Criteria of professional production. Part 3
What are criteria of professionally-made tracks?
In this third and the final part of the “Criteria of professional production” series let’s talk about a DJ-friendly arrangement.
Part 1. Sound design
Part 2. Fills and transitions
Part 3. DJ-friendly arrangement
First things off, let me tell a quick “Mixing 101” for those music producers out there who are not familiar with DJing at all. If you know how Dj mixing works, just skip the next paragraph below.
At first, a DJ is looking for a starting point of the track — usually, it’s the first beat following the intro — and marks it as “Cue”. Let’s call this track as “Track B”. Then DJ sets the tempo of this track to match with another track playing on a background, “Track A”. Then the DJ waits for a proper moment — usually, the climax of the Track A — and starts the Track B from the Cue point. Track B fades in, and then the crossfade occurs usually at the 32nd bar since dance music usually progresses in 16-bar sections. Roughly speaking, that very basic mechanical part of DJ mixing looks like this:
You may ask, why I’m telling all those DJs stuff, and why music producers should care about it in the first place?

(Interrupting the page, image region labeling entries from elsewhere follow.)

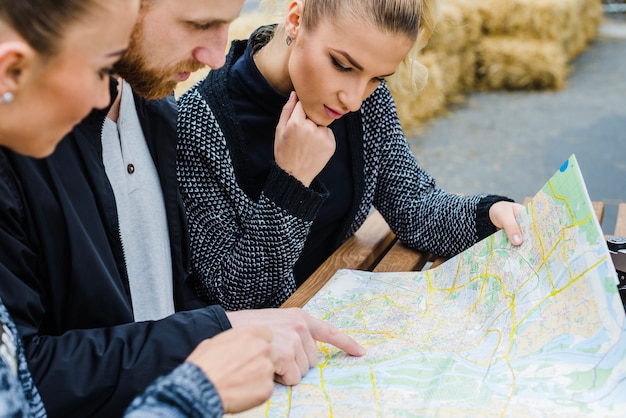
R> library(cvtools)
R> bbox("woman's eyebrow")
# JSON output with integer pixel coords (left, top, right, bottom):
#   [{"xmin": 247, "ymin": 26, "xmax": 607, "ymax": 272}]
[
  {"xmin": 330, "ymin": 48, "xmax": 363, "ymax": 71},
  {"xmin": 330, "ymin": 48, "xmax": 395, "ymax": 78}
]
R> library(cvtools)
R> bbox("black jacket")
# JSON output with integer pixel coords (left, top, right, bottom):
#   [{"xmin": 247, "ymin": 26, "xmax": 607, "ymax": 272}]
[{"xmin": 0, "ymin": 80, "xmax": 230, "ymax": 417}]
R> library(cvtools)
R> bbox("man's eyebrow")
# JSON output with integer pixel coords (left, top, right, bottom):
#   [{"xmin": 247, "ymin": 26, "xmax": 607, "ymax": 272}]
[
  {"xmin": 330, "ymin": 48, "xmax": 395, "ymax": 78},
  {"xmin": 186, "ymin": 18, "xmax": 232, "ymax": 27}
]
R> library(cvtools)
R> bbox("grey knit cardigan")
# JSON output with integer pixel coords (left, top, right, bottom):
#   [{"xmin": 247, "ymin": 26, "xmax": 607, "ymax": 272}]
[{"xmin": 178, "ymin": 41, "xmax": 510, "ymax": 310}]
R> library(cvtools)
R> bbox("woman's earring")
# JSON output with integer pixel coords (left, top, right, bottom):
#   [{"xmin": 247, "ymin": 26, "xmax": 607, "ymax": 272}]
[{"xmin": 0, "ymin": 91, "xmax": 15, "ymax": 104}]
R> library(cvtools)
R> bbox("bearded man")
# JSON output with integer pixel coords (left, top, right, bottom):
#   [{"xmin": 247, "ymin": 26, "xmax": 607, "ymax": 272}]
[{"xmin": 0, "ymin": 0, "xmax": 363, "ymax": 417}]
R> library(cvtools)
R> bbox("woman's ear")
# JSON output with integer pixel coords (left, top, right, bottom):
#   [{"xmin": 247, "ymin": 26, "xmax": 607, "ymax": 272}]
[
  {"xmin": 0, "ymin": 41, "xmax": 36, "ymax": 95},
  {"xmin": 285, "ymin": 0, "xmax": 304, "ymax": 39}
]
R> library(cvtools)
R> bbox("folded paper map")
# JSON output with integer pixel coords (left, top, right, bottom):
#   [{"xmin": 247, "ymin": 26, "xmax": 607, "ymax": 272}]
[{"xmin": 233, "ymin": 156, "xmax": 626, "ymax": 418}]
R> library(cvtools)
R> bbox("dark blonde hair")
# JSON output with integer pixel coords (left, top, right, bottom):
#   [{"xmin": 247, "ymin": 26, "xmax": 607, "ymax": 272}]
[
  {"xmin": 0, "ymin": 0, "xmax": 101, "ymax": 57},
  {"xmin": 262, "ymin": 0, "xmax": 440, "ymax": 90}
]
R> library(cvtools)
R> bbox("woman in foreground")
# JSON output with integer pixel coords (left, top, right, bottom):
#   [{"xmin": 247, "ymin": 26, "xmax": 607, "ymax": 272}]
[{"xmin": 0, "ymin": 0, "xmax": 273, "ymax": 417}]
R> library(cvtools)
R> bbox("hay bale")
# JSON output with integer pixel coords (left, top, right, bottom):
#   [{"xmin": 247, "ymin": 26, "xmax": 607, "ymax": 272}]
[
  {"xmin": 476, "ymin": 36, "xmax": 569, "ymax": 90},
  {"xmin": 476, "ymin": 0, "xmax": 602, "ymax": 58},
  {"xmin": 389, "ymin": 53, "xmax": 446, "ymax": 132}
]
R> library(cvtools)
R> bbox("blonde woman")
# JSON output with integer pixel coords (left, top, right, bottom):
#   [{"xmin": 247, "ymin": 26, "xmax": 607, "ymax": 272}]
[
  {"xmin": 0, "ymin": 0, "xmax": 274, "ymax": 418},
  {"xmin": 178, "ymin": 0, "xmax": 522, "ymax": 309}
]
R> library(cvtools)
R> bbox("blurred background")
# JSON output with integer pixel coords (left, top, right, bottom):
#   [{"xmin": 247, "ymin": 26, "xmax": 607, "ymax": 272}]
[{"xmin": 181, "ymin": 0, "xmax": 626, "ymax": 234}]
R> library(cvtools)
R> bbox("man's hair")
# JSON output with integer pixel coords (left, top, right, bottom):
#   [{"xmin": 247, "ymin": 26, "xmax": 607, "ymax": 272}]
[{"xmin": 0, "ymin": 0, "xmax": 102, "ymax": 56}]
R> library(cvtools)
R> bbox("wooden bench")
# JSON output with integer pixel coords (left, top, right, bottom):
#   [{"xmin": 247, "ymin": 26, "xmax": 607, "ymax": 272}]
[{"xmin": 282, "ymin": 199, "xmax": 626, "ymax": 308}]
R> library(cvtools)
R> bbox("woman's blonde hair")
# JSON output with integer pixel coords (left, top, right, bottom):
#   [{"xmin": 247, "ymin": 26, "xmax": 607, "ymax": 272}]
[
  {"xmin": 0, "ymin": 0, "xmax": 104, "ymax": 57},
  {"xmin": 262, "ymin": 0, "xmax": 439, "ymax": 91}
]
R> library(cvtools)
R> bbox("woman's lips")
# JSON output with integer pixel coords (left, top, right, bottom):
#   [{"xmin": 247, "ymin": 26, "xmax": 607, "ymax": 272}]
[{"xmin": 324, "ymin": 105, "xmax": 345, "ymax": 119}]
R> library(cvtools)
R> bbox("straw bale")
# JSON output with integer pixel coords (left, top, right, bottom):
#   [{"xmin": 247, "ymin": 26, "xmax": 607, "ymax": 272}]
[
  {"xmin": 389, "ymin": 53, "xmax": 446, "ymax": 132},
  {"xmin": 477, "ymin": 36, "xmax": 568, "ymax": 90},
  {"xmin": 476, "ymin": 0, "xmax": 602, "ymax": 58},
  {"xmin": 424, "ymin": 0, "xmax": 481, "ymax": 54}
]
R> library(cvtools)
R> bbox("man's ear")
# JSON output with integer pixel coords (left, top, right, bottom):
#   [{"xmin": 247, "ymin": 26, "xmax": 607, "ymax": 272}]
[
  {"xmin": 0, "ymin": 41, "xmax": 36, "ymax": 94},
  {"xmin": 285, "ymin": 0, "xmax": 304, "ymax": 39}
]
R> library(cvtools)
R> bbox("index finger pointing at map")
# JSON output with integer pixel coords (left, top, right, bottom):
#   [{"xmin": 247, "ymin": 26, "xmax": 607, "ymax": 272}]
[{"xmin": 307, "ymin": 315, "xmax": 365, "ymax": 357}]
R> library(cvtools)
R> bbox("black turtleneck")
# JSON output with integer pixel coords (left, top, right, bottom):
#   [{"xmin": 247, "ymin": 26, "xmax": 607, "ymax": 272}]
[{"xmin": 228, "ymin": 37, "xmax": 354, "ymax": 286}]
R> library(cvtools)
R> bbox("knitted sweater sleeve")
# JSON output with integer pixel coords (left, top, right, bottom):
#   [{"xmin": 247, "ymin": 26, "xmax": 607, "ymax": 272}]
[
  {"xmin": 178, "ymin": 88, "xmax": 327, "ymax": 310},
  {"xmin": 362, "ymin": 85, "xmax": 510, "ymax": 257},
  {"xmin": 124, "ymin": 363, "xmax": 224, "ymax": 418}
]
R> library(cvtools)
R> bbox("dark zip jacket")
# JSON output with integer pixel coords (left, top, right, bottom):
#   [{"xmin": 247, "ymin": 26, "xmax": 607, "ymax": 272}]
[{"xmin": 0, "ymin": 79, "xmax": 230, "ymax": 417}]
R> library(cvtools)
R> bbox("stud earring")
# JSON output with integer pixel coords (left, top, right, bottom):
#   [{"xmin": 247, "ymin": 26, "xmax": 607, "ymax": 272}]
[{"xmin": 0, "ymin": 91, "xmax": 15, "ymax": 104}]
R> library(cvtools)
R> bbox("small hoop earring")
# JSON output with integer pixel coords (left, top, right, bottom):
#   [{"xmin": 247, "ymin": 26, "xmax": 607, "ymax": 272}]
[{"xmin": 0, "ymin": 91, "xmax": 15, "ymax": 104}]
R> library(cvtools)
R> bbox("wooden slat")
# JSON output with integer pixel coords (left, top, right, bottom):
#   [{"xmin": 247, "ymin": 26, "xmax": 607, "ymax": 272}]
[
  {"xmin": 615, "ymin": 203, "xmax": 626, "ymax": 237},
  {"xmin": 372, "ymin": 241, "xmax": 430, "ymax": 272},
  {"xmin": 281, "ymin": 212, "xmax": 396, "ymax": 308}
]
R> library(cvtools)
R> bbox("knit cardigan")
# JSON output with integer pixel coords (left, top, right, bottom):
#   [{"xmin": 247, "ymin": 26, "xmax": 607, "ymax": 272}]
[{"xmin": 177, "ymin": 37, "xmax": 510, "ymax": 310}]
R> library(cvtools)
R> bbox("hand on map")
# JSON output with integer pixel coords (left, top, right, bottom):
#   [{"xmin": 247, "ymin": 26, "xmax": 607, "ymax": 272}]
[
  {"xmin": 227, "ymin": 308, "xmax": 365, "ymax": 386},
  {"xmin": 186, "ymin": 327, "xmax": 274, "ymax": 413},
  {"xmin": 489, "ymin": 200, "xmax": 524, "ymax": 245}
]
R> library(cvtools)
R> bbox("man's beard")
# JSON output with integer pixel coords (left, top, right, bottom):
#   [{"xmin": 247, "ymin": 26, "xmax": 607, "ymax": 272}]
[{"xmin": 114, "ymin": 23, "xmax": 204, "ymax": 100}]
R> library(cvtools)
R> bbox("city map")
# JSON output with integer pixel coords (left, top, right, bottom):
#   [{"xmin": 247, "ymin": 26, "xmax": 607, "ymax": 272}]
[{"xmin": 233, "ymin": 156, "xmax": 626, "ymax": 418}]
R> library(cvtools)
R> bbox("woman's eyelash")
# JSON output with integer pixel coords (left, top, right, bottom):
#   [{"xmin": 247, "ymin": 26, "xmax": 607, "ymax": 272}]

Well, from the marketing point of view, DJs are one of your target audience group, they are professional consumers of your product (Gosh, I hate speaking this language). DJs host radio shows and podcasts that influences on people’s taste. Artists that make a living off music are plays as DJs, too. DJing is an inseparable part of electronic dance music culture, that is just fact. So, unless you write some Ambient/Easy listening or experimental music, as a music producer you should keep DJs in mind when making a track.
Here are some common DJ problems, and how to avoid them by making the structure of a DJ-friendly track on the music production stage:
Transition occurs after the 16-bars section
The break begins too early
Too long breakdown with no anticipation
Of course, these are not strict rules, but just general recommendations and a sort of “good manners”. It is up to you to follow these manners or not.